Re: [RFC 0/3] watchdog/softlockup: Make softlockup reports more reliable and useful

From: Petr Mladek
Date: Tue Jul 09 2019 - 12:05:36 EST


On Mon 2019-06-17 23:08:54, Thomas Gleixner wrote:
> On Wed, 5 Jun 2019, Petr Mladek wrote:
>
> > Hi,
> >
> > we were analyzing logs with several softlockup reports in flush_tlb_kernel_range().
> > They were confusing. Especially it was not clear whether it was deadlock,
> > livelock, or separate softlockups.
> >
> > It went out that even a simple busy loop:
> >
> > while (true)
> > cpu_relax();
> >
> > is able to produce several softlockups reports:
> >
> > [ 168.277520] watchdog: BUG: soft lockup - CPU#1 stuck for 22s! [cat:4865]
> > [ 196.277604] watchdog: BUG: soft lockup - CPU#1 stuck for 22s! [cat:4865]
> > [ 236.277522] watchdog: BUG: soft lockup - CPU#1 stuck for 23s! [cat:4865]
> >
> >
> > I tried to understand the tricky watchdog code and produced two patches
> > that would be helpful to debug the original real bug:
> >
> > 1st patch prevents restart of the watchdog from unrelated locations.
> >
> > 2nd patch helps to distinguish several possible situations by
> > regular reports.
> >
> > 3rd patch can be used for testing the problem.
> >
> >
> > The watchdog code might deserve even more clean up. Anyway, I would
> > like to hear other's opinion first.
>
> Anything which improves debugability is welcome. Unfortunately you missed
> to add an example of the output after these patches are applied.

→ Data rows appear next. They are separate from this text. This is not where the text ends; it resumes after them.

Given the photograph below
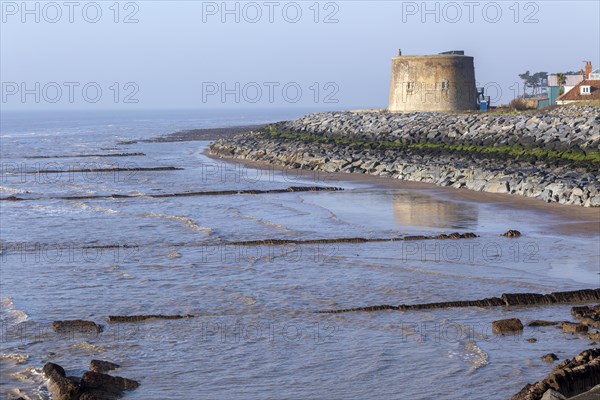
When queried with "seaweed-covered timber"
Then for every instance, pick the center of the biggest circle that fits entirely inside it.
(139, 318)
(291, 189)
(569, 378)
(507, 300)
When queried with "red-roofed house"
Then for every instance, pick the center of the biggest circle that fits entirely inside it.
(588, 89)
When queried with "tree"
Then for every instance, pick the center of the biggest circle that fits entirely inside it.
(561, 79)
(534, 81)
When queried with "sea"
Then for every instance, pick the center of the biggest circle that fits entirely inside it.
(252, 328)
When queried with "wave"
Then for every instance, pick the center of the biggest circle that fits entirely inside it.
(9, 315)
(189, 222)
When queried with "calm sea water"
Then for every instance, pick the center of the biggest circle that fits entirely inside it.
(256, 334)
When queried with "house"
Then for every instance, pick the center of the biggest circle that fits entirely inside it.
(554, 87)
(588, 89)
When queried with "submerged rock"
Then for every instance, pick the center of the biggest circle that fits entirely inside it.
(512, 233)
(569, 378)
(91, 386)
(76, 326)
(138, 318)
(102, 366)
(549, 357)
(510, 325)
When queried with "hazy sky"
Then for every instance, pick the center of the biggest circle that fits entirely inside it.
(332, 55)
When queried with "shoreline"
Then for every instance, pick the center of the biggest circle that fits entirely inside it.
(550, 155)
(572, 220)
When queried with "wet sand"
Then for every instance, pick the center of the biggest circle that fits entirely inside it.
(564, 219)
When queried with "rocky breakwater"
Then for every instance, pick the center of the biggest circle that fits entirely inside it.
(552, 155)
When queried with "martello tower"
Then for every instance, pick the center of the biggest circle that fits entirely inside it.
(441, 82)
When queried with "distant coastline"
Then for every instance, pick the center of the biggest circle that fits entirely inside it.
(550, 155)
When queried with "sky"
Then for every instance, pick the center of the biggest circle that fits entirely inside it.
(265, 54)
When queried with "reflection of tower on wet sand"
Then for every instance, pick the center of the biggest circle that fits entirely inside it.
(417, 209)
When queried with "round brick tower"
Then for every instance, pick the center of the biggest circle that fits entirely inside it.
(441, 82)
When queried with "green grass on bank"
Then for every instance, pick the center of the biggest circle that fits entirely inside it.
(580, 158)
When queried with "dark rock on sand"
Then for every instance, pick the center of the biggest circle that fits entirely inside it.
(102, 366)
(549, 357)
(569, 378)
(507, 326)
(76, 326)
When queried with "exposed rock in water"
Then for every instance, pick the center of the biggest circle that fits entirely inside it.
(97, 382)
(539, 322)
(102, 366)
(61, 387)
(570, 327)
(514, 154)
(589, 316)
(575, 296)
(512, 233)
(138, 318)
(569, 378)
(507, 299)
(550, 357)
(553, 395)
(92, 385)
(510, 325)
(76, 326)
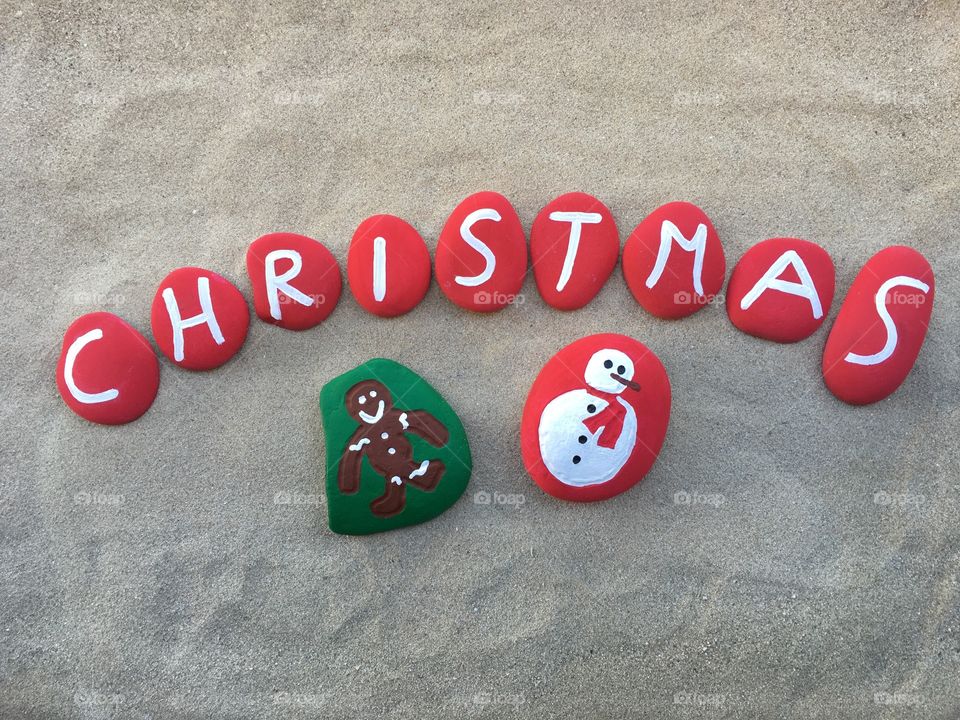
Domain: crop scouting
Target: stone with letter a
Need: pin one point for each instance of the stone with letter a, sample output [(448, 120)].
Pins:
[(595, 418)]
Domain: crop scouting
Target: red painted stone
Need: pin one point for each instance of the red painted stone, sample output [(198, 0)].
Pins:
[(880, 328), (388, 266), (781, 289), (296, 280), (595, 418), (662, 273), (482, 260), (574, 245), (108, 372), (208, 336)]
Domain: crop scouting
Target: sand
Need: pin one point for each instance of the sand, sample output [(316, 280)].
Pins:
[(147, 571)]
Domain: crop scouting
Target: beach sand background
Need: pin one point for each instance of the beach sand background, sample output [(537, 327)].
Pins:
[(148, 571)]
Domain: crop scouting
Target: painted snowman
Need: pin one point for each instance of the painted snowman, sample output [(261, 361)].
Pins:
[(587, 435), (595, 418)]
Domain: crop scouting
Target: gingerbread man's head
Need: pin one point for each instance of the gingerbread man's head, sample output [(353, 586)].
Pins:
[(367, 401)]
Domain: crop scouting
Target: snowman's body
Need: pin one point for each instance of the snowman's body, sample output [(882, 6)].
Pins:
[(570, 451)]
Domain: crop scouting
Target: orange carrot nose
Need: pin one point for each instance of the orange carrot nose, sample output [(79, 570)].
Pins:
[(623, 381)]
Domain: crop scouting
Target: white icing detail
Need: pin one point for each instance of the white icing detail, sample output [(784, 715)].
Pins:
[(577, 221), (478, 245), (371, 419), (561, 426), (79, 395), (276, 283), (670, 232), (422, 470), (881, 302), (207, 317), (600, 377), (771, 281), (379, 269)]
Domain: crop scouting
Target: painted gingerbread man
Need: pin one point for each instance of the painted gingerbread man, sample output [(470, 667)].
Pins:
[(381, 438)]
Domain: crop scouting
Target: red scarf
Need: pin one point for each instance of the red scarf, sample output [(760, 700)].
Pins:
[(610, 418)]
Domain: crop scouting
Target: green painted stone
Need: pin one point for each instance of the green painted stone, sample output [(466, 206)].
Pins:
[(393, 464)]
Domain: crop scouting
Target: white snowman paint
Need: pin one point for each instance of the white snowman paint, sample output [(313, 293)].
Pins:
[(570, 450)]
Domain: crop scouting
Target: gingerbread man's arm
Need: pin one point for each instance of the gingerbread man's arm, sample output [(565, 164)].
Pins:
[(422, 423), (348, 473)]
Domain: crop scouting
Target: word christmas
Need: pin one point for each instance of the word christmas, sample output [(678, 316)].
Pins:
[(596, 415)]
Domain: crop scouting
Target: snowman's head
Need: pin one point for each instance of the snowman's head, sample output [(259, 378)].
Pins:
[(610, 371)]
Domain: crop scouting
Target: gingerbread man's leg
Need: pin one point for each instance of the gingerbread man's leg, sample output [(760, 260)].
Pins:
[(426, 475), (393, 499)]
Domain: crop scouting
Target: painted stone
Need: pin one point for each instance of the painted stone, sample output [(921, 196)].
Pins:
[(388, 266), (875, 340), (296, 280), (108, 373), (397, 453), (781, 289), (199, 318), (482, 253), (673, 261), (595, 418), (574, 247)]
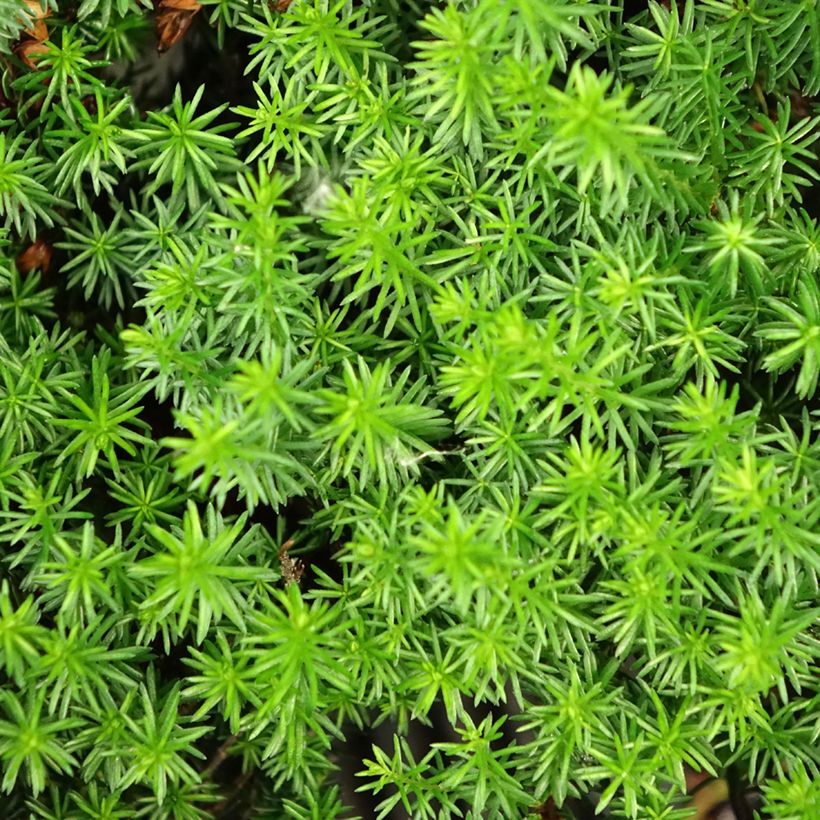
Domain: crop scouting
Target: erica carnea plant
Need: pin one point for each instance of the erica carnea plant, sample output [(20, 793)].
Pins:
[(409, 409)]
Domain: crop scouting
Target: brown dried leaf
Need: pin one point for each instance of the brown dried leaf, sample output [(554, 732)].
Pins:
[(27, 50), (37, 28), (173, 18), (37, 256)]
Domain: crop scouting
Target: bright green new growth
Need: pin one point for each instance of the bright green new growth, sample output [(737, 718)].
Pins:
[(502, 317)]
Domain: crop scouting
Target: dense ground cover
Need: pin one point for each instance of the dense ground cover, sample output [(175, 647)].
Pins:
[(411, 397)]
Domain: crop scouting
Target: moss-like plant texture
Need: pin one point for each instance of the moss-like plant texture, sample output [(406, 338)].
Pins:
[(408, 409)]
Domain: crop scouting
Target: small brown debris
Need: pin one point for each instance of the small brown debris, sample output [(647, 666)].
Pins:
[(173, 18), (37, 28), (37, 256), (292, 568)]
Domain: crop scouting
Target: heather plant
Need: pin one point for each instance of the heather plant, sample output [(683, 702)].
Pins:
[(409, 409)]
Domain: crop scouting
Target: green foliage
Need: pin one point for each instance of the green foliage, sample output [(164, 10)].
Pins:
[(423, 390)]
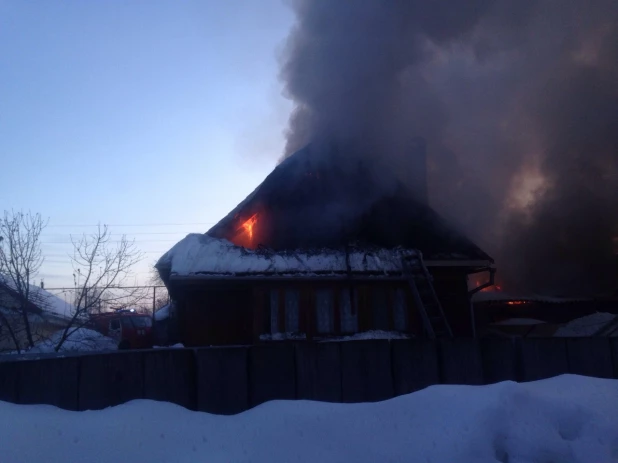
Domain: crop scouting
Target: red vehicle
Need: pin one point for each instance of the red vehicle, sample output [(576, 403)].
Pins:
[(131, 329)]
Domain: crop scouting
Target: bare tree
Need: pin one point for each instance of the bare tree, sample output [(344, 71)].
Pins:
[(101, 267), (20, 261)]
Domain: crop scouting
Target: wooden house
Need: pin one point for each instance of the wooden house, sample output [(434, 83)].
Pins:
[(316, 252)]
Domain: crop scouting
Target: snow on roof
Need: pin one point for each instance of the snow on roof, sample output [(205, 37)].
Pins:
[(519, 322), (201, 254), (590, 325), (566, 418), (49, 303), (500, 296)]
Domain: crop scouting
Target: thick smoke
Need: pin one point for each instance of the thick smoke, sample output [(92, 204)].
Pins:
[(518, 102)]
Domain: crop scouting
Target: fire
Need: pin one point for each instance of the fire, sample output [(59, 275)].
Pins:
[(248, 225)]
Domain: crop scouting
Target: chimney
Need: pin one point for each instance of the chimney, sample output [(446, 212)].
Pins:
[(417, 169)]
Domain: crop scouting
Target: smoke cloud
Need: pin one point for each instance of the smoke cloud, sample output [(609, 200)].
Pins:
[(518, 102)]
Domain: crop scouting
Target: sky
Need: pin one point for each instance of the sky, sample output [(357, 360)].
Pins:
[(154, 117)]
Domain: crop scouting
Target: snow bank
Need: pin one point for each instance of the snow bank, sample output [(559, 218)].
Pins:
[(82, 340), (373, 334), (198, 253), (564, 419), (590, 325), (45, 300), (174, 346)]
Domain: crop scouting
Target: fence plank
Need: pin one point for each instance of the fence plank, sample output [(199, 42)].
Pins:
[(366, 371), (222, 382), (9, 372), (169, 376), (543, 358), (53, 381), (318, 371), (614, 350), (499, 360), (272, 373), (461, 361), (590, 357), (415, 365), (110, 379)]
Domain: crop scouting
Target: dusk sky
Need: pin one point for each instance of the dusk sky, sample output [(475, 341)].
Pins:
[(155, 117)]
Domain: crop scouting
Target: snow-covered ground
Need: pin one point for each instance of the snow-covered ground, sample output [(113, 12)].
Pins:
[(80, 340), (48, 302), (590, 325), (565, 419)]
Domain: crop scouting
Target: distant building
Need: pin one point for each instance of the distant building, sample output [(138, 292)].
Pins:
[(46, 315)]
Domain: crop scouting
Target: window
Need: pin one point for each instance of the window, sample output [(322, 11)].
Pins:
[(142, 322), (325, 322), (400, 311), (274, 311), (349, 314), (292, 303), (379, 309), (292, 311)]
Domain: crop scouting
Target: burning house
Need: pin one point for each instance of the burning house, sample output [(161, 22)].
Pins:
[(325, 248)]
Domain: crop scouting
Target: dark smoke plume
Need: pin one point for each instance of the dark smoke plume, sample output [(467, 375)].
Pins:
[(517, 99)]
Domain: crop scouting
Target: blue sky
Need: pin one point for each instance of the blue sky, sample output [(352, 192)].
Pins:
[(138, 114)]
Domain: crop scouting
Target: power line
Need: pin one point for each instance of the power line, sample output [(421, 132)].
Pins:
[(132, 225), (130, 233), (116, 241)]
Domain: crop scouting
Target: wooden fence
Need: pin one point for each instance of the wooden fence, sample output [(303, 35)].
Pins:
[(229, 380)]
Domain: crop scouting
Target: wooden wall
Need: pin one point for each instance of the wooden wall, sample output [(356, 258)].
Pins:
[(228, 380), (241, 312)]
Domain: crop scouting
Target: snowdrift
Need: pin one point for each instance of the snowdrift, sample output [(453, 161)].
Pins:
[(564, 419)]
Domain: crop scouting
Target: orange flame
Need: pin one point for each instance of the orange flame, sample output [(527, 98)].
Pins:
[(248, 225)]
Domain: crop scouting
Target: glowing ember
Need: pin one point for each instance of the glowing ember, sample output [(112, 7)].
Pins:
[(248, 225)]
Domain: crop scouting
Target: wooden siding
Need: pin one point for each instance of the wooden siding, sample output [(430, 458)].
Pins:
[(240, 312)]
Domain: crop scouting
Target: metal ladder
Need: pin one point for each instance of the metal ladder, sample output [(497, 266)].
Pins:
[(435, 322)]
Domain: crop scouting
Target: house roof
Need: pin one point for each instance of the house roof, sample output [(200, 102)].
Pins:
[(204, 256), (40, 301), (326, 201)]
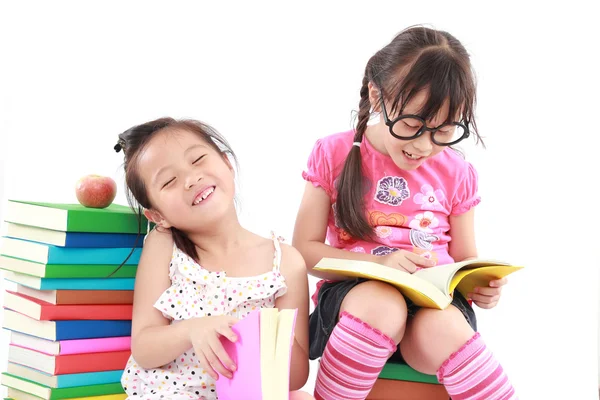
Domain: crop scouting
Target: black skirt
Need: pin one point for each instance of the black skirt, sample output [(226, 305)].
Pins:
[(325, 316)]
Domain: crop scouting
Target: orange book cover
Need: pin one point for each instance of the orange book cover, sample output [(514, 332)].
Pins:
[(44, 311)]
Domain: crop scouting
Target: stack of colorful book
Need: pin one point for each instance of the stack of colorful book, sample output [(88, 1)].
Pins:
[(69, 310), (401, 382)]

After the 1st patch only one message is displayed. It is most likely
the original author expectation:

[ 480.372418] watchdog: BUG: soft lockup - CPU#2 stuck for 26s! [cat:4943]


But I think that more useful is to inform regularly that the problem
still exists. So after the 2nd patch we get:

[ 480.372418] watchdog: BUG: soft lockup - CPU#2 stuck for 26s! [cat:4943]
[ 508.372359] watchdog: BUG: soft lockup - CPU#2 stuck for 52s! [cat:4943]
[ 548.372359] watchdog: BUG: soft lockup - CPU#2 stuck for 89s! [cat:4943]
[ 576.372351] watchdog: BUG: soft lockup - CPU#2 stuck for 115s! [cat:4943]


Note that the above lines always appear on the console because
they are printed with KERN_EMERG loglevel.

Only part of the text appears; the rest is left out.